Das Neue Forum unterwegs: Freizeit zum Thema "Leben zwischen Glaube und Zweifel.
Mit diesem Thema hat sich das Neue Forum während einer gemeinsamen Wochenend-Freizeit vom 28.- 30.03. in Hambühren-Oldau beschäftigt. Erste Zweifel, ob alle Teilnehmer denn ihr Ziel erreichen würden, kamen bereits während der Anreise auf, da Handykommunikation und Busfahrpläne eine unvorgesehene Hürde darstellten. Trotzdem trafen alle Teilnehmer rechtzeitig mit der letzten Abendsonne zum gemeinsamen Abendessen im Anne-Frank Haus ein. Die Anlage und insbesondere unser Seminarhaus, welches wir alleine bewohnten, bestachen sogleich: frisch renovierte helle Räume, angenehme Farben, hilfsbereite Mitarbeiter, mehrere Gruppenräume, ansprechende Ikeadekorationen, alles umgeben von schöner Grünanlage mit altem Baumbestand. Nach dem Bezug der Zimmer starteten wir gleich in die erste Einheit, welche, wie alle weiteren Beiträge auch, von den Teilnehmern zuvor vorbereitet worden war. Hierin wurden Passagen aus der Bibel zu Glauben und Zweifel betrachtet und diskutiert. Den Tagesabschluss bildete eine Meditationsandacht zum Thema Schöpfung.
Von Mutter Theresa zum eigenen Lebensweg
Nach einem reichhaltigen Frühstück am Samstagmorgen widmeten wir uns dem Leben Mutter Theresas, welches vor allem durch starken Glauben aber auch von Zweifeln geprägt war. Danach gingen wir während einer Meditation unseren bisherigen Lebensweg ab und betrachten hierbei insbesondere Phasen des Glaubens und Zweifelns.

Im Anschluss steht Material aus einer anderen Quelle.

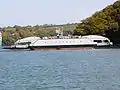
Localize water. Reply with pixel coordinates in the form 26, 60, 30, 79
0, 49, 120, 90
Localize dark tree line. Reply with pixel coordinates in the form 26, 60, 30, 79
74, 0, 120, 43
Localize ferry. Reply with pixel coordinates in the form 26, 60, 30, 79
3, 29, 113, 50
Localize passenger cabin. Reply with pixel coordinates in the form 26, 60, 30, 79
82, 35, 113, 46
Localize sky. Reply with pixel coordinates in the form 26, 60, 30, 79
0, 0, 115, 27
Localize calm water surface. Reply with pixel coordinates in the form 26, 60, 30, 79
0, 49, 120, 90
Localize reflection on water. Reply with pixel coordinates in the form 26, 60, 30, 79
0, 49, 120, 90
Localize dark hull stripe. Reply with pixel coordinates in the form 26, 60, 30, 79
29, 45, 109, 50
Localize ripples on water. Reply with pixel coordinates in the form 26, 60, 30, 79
0, 49, 120, 90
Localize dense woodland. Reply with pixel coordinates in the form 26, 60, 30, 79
2, 0, 120, 45
74, 0, 120, 43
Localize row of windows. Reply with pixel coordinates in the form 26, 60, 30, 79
94, 40, 109, 43
41, 41, 81, 43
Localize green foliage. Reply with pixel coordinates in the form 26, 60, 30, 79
74, 0, 120, 43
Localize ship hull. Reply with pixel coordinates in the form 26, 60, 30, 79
29, 45, 110, 50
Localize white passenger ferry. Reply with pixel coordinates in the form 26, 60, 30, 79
3, 35, 112, 50
1, 29, 112, 50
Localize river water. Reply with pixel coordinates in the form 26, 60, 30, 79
0, 49, 120, 90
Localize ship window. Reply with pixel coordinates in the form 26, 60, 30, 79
94, 40, 102, 43
18, 42, 31, 45
104, 40, 109, 43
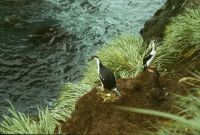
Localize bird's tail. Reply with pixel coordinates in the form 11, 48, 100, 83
113, 88, 121, 96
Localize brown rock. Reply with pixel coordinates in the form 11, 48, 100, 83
55, 69, 183, 135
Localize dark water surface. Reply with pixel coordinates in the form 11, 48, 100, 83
0, 0, 164, 118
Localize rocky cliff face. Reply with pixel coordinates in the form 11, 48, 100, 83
140, 0, 200, 43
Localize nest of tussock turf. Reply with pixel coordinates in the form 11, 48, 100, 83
55, 69, 185, 135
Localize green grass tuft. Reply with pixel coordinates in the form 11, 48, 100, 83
82, 35, 176, 85
164, 8, 200, 57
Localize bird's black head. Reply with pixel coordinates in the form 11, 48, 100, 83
89, 55, 99, 61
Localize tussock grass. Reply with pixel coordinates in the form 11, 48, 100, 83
117, 71, 200, 135
0, 8, 200, 135
82, 35, 176, 85
164, 8, 200, 58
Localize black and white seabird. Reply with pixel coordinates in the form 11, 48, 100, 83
143, 40, 157, 70
91, 56, 121, 96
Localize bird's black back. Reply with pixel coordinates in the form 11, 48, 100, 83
100, 63, 116, 90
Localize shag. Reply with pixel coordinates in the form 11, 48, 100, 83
91, 56, 120, 96
143, 40, 157, 70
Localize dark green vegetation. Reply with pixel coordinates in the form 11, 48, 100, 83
0, 9, 200, 135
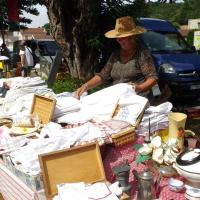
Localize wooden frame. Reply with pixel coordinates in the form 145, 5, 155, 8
39, 143, 106, 199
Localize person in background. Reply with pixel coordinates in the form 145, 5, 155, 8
1, 43, 10, 59
76, 16, 158, 101
19, 41, 34, 77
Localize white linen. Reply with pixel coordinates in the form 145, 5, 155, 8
81, 83, 132, 120
135, 102, 173, 136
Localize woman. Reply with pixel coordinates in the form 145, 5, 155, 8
76, 16, 158, 101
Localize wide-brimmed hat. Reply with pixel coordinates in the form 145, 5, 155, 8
105, 16, 146, 38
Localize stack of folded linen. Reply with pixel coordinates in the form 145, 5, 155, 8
136, 102, 173, 136
53, 92, 81, 120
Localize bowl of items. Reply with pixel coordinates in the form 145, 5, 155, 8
168, 178, 184, 192
174, 148, 200, 185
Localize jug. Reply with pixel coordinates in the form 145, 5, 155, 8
112, 160, 131, 195
133, 170, 162, 200
168, 112, 187, 149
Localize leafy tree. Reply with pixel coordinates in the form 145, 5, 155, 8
43, 0, 147, 79
42, 23, 51, 35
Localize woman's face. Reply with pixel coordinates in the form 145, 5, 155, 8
116, 36, 136, 50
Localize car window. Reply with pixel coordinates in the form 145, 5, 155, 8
141, 31, 188, 51
38, 41, 59, 56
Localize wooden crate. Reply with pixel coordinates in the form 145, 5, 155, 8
39, 143, 106, 199
30, 94, 56, 124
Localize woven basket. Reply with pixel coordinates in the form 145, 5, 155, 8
111, 127, 135, 147
111, 104, 147, 147
30, 94, 56, 124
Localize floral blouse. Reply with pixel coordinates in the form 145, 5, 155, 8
96, 43, 158, 96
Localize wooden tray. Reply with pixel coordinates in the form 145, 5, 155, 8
30, 94, 56, 124
39, 143, 106, 199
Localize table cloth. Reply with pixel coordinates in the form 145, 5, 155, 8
0, 137, 185, 200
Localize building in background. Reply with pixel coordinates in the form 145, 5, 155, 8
0, 28, 53, 51
188, 19, 200, 30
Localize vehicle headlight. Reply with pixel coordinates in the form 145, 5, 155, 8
160, 63, 176, 74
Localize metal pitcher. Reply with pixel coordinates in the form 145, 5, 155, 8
133, 170, 162, 200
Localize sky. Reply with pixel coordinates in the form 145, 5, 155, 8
24, 5, 49, 28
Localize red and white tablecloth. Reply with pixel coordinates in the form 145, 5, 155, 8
103, 137, 186, 200
0, 137, 185, 200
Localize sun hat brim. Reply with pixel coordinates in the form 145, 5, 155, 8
104, 26, 146, 38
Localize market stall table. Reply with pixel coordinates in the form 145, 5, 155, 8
0, 137, 185, 200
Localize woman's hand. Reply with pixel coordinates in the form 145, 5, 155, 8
75, 83, 88, 99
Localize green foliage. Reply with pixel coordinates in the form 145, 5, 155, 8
52, 74, 83, 94
52, 74, 110, 94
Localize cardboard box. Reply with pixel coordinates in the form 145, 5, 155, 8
39, 143, 106, 199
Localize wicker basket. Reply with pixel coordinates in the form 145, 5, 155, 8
111, 127, 135, 147
111, 104, 147, 147
30, 94, 56, 124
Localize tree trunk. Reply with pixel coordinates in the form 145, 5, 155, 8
46, 0, 100, 79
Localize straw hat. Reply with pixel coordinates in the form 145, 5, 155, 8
105, 16, 146, 38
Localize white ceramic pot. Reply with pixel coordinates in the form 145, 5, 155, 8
174, 149, 200, 185
174, 163, 200, 184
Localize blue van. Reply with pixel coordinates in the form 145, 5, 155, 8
138, 18, 200, 99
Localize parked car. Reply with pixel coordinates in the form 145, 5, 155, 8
138, 18, 200, 99
12, 40, 63, 79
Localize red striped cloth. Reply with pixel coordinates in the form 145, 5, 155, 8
0, 163, 39, 200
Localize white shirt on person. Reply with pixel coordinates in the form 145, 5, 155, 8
19, 46, 34, 66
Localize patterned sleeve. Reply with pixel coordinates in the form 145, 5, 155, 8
95, 53, 115, 81
139, 48, 158, 79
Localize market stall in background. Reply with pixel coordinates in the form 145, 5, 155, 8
0, 77, 200, 200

Textarbeit, Elfchen und Meditation
In der darauf folgenden Einheit befassten wir uns mit der Frage, ob es einen Unterschied zwischen werktäglichem Glaube und dem am Sonntag gibt. Auf einen impulsgebenden Text folgte eine kontroverse Diskussion, in der die Frage "Wie ist der Glaube im Beruf spürbar und anwendbar?" erörtert wurde. Dem Abendbrot schloss sich eine Einheit zum ersten Abendmahl, dem Passahmahl der Israeliten vor dem Auszug aus Ägypten, an. Trotz fortgeschrittener Stunde war Kreativität gefordert. Es galt in zwei Gruppen eine Bibelstelle zum Auszug in Ägypten in 11 Worten -einem so genannten Elfchen - wiederzugeben.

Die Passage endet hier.